The data download and analysis pipelines leverage both a PostgreSQL database and Python libraries to identify storm events and create visual documents for cataloging these events. React and Meilisearch are utilized to serve these documents as a catalog with search engine capabilities.
For the development environment, historic precipitation data for the North Central River Forecast Center was gathered from the AORC file server. This dataset consisted of 40-years of monthly zipped folders containing hourly NetCDF files. Each NetCDF had 343,500 grid cells (4KM x 4 KM) with precipitation given in mm. These zip files were downloaded and extracted to an EC2 instance with database tables logging the inventory.
Inputs used for the development workflow:
- Transposition Area = buffered Iowa bounding box
- Duration = 72 hours
- Storm area = 16 cells (~ 99 sq miles)
Available AORC data = 02/02/1979 - 05/31/2022
For the entire 40-yr dataset, a sliding 72-hr window was applied to the entire 40-yr dataset (start time limited to only midnight in order to reduce # of windows).
- 1979-02-02 00:00:00 -> 1979-02-04 23:00:00
- 1979-02-03 00:00:00 -> 1979-02-05 23:00:00
- etc...
- 2022-05-28 00:00:00 -> 2022-05-30 23:00:00
- 2022-05-29 00:00:00 -> 2022-05-31 23:00:00
For a given window, netcdfs between the start and end times were loaded, masked by the transposition area, and summed.
For each summed window, a threshold was calculated based on the target of 16 cells.
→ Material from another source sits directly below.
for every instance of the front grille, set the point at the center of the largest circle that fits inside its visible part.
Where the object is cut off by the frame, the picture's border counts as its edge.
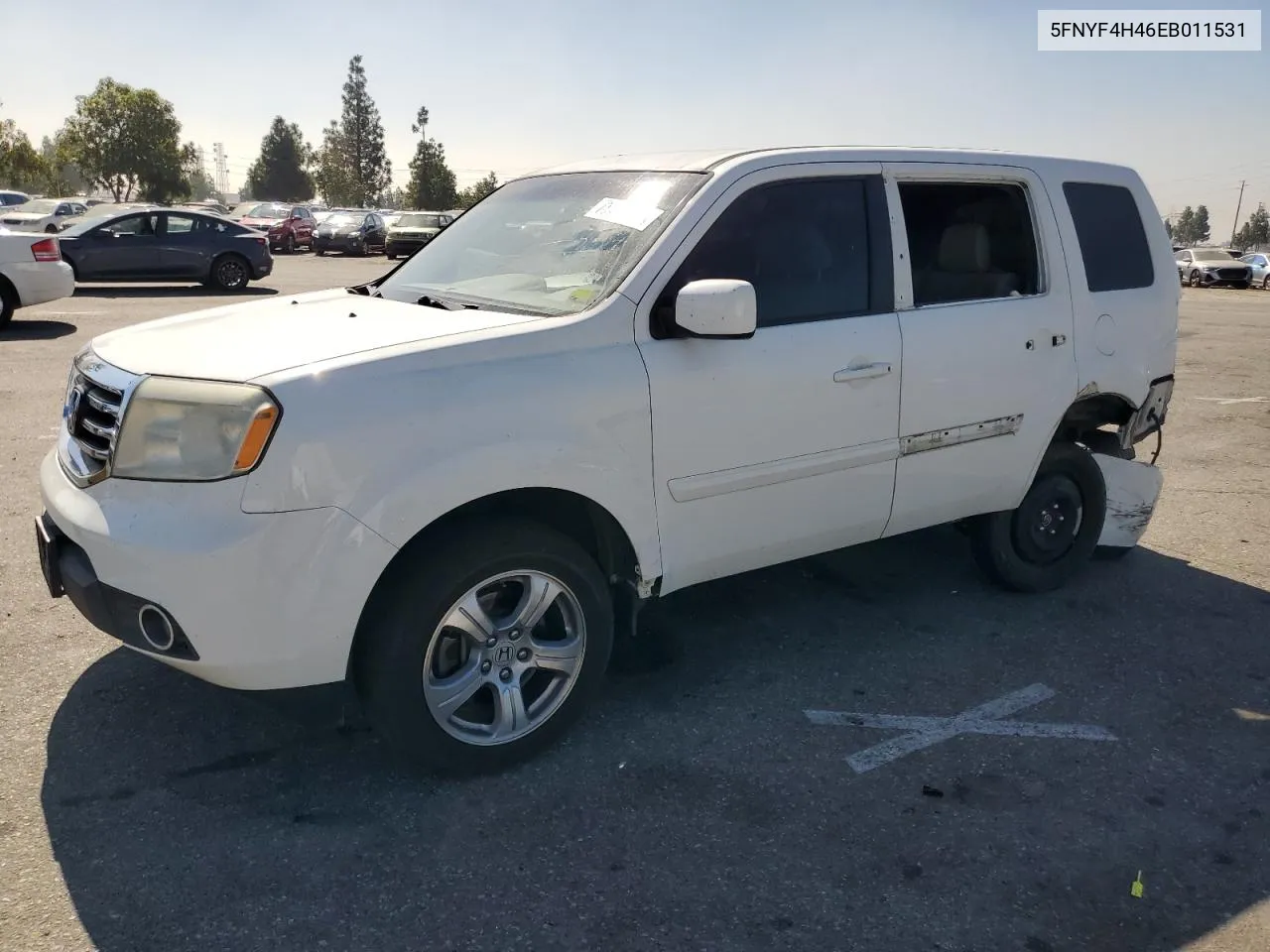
(94, 422)
(96, 394)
There are a total of 20,502 cells within the Iowa transposition area, so 16 is slightly less than .1% of the cells in Iowa (in other words, the 99.9th percentile). Using this information, all cells with a value less than ~ 99.9th percentile can INITIALLY be excluded from clustering (more on adding excluded cells below). For each window, a custom function was used to provide the exact percentile and threshold that would ideally remove all but 16 cells.
NOTE: In some cases, all or nearly all cells have very low precipitation values and there is not enough variance in these values. This leads to very few cells actually being excluded and significantly slows down the remaining steps. For development purposes, these cases were ignored by skipping extremely large clusters (determined by number of cells in a cluster). An example of one such case is provided below where < 16 cells have a maximum precipitation of .1 mm so automatically applying the threshold of 99.9th percentile does not filter any of the cells.
A more elegant, statistically-based solution will be developed for the final methodology to determine/ignore these cases.
The desired outcome was to identify an amorphous ~95 sq mile area that had the largest average accumulation. After removing cells with precip < threshold, the remaining cells were clustered. Using density-based clustering (dbscan) with a epsilon value of 1.5, only points directly adjacent to each other would be clustered.
In ideal cases, the calculated threshold will leave a single cluster of cells that is exactly equal to the target size (this occurred ~25% of the time).
In other cases, there were multiple clusters and/or clusters that did not match the target size. For these cases, each cluster would either iteratively add or remove a single cell until it matched the target size. Finally, all the clusters for the given window were compared and the area with the greatest average accumulation was identified as a storm and inserted into the database.
The adjacent cell with the largest accumulation is chosen because that would be the best cell to make the average accumulation as large as possible (while maintaining a continuous shape)
The cell with the smallest accumulation (only considering cells touching the edge of the shape) was chosen. In few cases, this led to the shape becoming disconnected. If the cluster became disconnected, the disconnected clusters were added back into the processing pool as two seperate clusters where the add/removing process was applied.
The storm data is stored in the database, allowing for quick and easy retrieval of storms for a given year ordered by accumulation. This allows the retrieval function to be parameterized to return N storms ordered by any criteria (e.g., max accumulation or average accumulation).
Typically, the query would just include a LIMIT to return N storms. However, this would lead to double counting what is essentially the same storm because the 72 hour duration is longer than the 24 hour step for the storm identification process. Instead, the results of the query are iterated and added to a list, returning after N storms are added. A storm will be skipped if there is any temporal overlap with a storm already existing in the list (the overlap is determined using the start time and duration).
2017-06-28 (72 hours)
2017-06-29 (72 hours)
NOAA Atlas-14 percipitation frequency estimates were used to normalize the average accumulation for each storm. The PFE rasters (72-hr duration / 2-yr average recurrence interval) for each region were merged into a single raster.
Due to differences in resolution, 16 PFE cells fell within each AORC cell. For each of the 16 cells comprising a storm, the 16 PFE cells were averaged and the AORC value was divided by that mean value. These normalized values were then averaged again to give a normalized average for each storm.